A new Combating Terrorism coin does all this and raises funds for the children of special operations warriors who are killed in the line of duty.
The coin project came out of the Special Operations- Combating Terrorism office in the Pentagon in the fall of 1999, well before Sept. 11, 2001. It was the office's way of spotlighting the Defense Department's role in the war on terror.
At that time, all portions of the Office of the Assistant Secretary of Defense for Special Operations/Low-Intensity Conflict concerned with combating terrorism were put in one office. The chief wanted a coin that epitomized the office's mission. Ed Rowe, Paul Will and Jamie Bowling got the call.
Design ideas percolated through the group. "We decided to go with simplistic elegance," said Rowe, assistant for policy coordination in the Office of the Deputy Assistant Secretary of Defense for Special Operations and Combating Terrorism.
They decided on an American eagle, with talons outstretched, swooping down on the word "Terrorism." In the background is the American flag. The obverse side of the coin is the Department of Defense seal.
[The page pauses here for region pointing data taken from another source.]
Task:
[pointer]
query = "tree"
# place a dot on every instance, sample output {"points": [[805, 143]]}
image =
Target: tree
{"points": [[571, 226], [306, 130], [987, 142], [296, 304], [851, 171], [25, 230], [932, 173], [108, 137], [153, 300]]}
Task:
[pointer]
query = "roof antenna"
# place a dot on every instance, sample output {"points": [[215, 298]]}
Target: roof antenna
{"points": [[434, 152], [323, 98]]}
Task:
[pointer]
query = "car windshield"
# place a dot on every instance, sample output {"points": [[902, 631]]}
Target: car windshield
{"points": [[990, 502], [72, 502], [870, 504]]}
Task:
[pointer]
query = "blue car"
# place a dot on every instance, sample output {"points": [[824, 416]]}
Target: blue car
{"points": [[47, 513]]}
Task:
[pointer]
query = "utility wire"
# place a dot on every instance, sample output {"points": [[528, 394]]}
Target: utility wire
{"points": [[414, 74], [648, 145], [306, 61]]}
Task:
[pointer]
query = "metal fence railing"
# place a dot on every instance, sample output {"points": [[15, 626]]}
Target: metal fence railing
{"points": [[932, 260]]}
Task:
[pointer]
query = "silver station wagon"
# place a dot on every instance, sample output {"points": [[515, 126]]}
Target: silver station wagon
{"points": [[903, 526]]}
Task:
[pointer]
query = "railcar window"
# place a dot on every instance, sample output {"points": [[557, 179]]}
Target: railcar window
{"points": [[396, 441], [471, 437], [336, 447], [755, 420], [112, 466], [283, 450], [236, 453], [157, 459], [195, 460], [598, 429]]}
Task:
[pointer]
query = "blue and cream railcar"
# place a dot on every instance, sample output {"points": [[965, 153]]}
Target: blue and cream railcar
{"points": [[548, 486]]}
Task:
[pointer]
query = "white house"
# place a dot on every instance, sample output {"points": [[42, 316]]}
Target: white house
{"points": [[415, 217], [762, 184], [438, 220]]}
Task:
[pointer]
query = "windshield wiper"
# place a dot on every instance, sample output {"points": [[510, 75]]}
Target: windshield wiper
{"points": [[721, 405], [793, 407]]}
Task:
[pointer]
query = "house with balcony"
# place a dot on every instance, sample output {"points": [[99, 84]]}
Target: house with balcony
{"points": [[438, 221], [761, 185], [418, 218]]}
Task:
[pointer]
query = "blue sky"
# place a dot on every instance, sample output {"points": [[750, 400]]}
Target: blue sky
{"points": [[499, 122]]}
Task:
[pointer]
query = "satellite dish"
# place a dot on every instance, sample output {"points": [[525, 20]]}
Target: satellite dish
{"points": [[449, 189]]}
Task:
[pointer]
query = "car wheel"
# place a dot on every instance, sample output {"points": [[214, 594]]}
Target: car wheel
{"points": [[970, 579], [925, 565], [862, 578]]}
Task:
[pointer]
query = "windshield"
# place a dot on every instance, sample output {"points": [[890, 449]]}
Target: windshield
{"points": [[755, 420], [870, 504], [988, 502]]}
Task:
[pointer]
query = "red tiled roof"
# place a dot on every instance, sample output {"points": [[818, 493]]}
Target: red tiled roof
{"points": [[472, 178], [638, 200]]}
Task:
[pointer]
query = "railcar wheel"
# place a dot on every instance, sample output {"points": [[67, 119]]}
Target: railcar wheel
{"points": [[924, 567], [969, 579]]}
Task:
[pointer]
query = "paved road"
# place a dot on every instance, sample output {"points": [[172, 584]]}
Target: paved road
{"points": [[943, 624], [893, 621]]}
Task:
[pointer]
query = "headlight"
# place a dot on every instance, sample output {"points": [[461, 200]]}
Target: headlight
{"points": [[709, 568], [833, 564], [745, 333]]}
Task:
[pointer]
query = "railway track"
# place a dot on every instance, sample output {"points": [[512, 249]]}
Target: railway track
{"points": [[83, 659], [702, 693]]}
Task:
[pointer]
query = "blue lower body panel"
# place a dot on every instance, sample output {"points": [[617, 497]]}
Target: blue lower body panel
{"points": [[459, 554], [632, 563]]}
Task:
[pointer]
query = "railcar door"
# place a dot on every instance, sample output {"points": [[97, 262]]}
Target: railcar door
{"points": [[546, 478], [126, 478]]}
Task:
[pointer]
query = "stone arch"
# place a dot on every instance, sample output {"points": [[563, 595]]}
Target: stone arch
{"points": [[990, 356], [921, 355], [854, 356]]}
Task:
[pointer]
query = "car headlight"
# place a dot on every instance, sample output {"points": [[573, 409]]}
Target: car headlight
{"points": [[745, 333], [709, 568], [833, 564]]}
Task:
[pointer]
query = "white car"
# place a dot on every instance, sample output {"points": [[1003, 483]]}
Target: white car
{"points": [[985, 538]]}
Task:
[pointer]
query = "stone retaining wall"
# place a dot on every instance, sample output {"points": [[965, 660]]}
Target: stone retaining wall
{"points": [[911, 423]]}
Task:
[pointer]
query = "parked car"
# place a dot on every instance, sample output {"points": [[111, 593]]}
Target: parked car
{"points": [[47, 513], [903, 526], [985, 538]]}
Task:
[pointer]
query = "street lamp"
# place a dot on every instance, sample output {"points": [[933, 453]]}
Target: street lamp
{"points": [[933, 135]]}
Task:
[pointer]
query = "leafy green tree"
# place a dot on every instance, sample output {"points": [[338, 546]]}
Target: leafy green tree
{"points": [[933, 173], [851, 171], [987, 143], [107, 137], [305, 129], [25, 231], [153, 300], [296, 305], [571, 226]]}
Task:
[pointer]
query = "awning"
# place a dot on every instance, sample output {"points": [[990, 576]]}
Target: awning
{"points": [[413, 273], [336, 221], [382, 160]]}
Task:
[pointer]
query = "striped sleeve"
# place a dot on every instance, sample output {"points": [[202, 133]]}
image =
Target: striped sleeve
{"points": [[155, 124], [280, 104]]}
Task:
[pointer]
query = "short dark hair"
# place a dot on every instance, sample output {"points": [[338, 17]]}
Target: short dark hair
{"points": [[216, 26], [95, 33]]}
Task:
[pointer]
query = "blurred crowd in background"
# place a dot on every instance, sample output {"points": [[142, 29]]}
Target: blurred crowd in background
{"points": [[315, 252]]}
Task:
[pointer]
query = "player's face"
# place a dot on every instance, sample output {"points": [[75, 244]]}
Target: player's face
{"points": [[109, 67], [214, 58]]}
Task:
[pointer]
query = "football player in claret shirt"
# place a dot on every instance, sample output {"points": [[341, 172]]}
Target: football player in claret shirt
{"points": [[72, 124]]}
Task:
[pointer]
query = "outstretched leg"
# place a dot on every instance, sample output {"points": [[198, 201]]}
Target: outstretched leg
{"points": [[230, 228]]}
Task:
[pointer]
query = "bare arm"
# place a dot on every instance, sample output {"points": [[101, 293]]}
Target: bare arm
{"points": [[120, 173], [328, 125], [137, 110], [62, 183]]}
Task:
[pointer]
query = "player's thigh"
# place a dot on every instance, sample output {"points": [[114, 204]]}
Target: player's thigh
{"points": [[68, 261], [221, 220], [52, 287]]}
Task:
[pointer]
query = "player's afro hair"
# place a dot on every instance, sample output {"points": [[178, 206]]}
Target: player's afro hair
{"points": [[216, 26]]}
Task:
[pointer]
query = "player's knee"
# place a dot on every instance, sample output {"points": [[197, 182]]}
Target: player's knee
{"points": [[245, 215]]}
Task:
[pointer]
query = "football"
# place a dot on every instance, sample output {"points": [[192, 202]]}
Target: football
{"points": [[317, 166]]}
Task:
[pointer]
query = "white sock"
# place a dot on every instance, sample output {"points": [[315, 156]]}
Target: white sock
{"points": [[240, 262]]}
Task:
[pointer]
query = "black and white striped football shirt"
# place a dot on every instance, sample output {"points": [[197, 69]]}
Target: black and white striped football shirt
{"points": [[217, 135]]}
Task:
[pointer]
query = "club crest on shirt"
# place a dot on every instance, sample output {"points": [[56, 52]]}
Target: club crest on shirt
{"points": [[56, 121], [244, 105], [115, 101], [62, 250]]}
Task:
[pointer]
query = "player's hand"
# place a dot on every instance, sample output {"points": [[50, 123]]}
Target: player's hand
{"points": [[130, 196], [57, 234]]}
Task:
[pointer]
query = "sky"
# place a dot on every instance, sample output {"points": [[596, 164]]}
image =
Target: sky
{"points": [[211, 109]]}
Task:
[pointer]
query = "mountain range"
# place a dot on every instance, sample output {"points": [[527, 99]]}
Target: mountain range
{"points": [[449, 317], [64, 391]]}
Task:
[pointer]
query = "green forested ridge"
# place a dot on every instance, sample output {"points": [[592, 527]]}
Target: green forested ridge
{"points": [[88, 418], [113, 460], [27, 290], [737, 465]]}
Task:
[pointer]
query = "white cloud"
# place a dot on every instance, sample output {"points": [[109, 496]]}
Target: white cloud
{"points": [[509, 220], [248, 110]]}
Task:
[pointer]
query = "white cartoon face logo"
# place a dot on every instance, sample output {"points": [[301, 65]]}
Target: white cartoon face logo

"Simplistic elegance isn't an easy thing to achieve," said graphic designer Bowling. "We spent a lot of time getting the eagle and flag just right."
The group finally approved a design and sent it off for a proof strike. Made of lead, the proof coin came back to the Pentagon on Sept. 7, 2001. Rowe and company admired the coin, and he put it on his desk before going on leave.
On Sept. 11, 2001, American Airlines Flight 77 hit near Rowe's office. Ceiling tiles came down, electrical lines arced and furniture was thrown around. Water used to douse fires further damaged the offices. The coin fell off Rowe's desk and was buried under debris in the office.
Once workers were allowed back in, they found the lead coin covered with grit and dirt and particles, but still looking good. "We thought, 'Now we really have a good time to release this coin,'" Rowe said.
The coin is available at www.strikingimpressions.com for $12.50. The company donates 25 percent of the profit from the coin to the Special Operations Warrior Foundation. The foundation has established a fund to provide for the education of the sons and daughters of special operators killed in the line of duty.
The DoD office is, of course, just one of the entities fighting the war on terrorism. The office allows legitimate agencies to use the eagle design with their own agency crests on the back. Steve Barker, president of Striking Impressions, said the State and Justice departments and various Army, Navy, Air Force, Marine Corps and Coast Guard units have taken up that offer.
"The Air Force took some of the coins with them on bombing missions over Afghanistan," Barker said.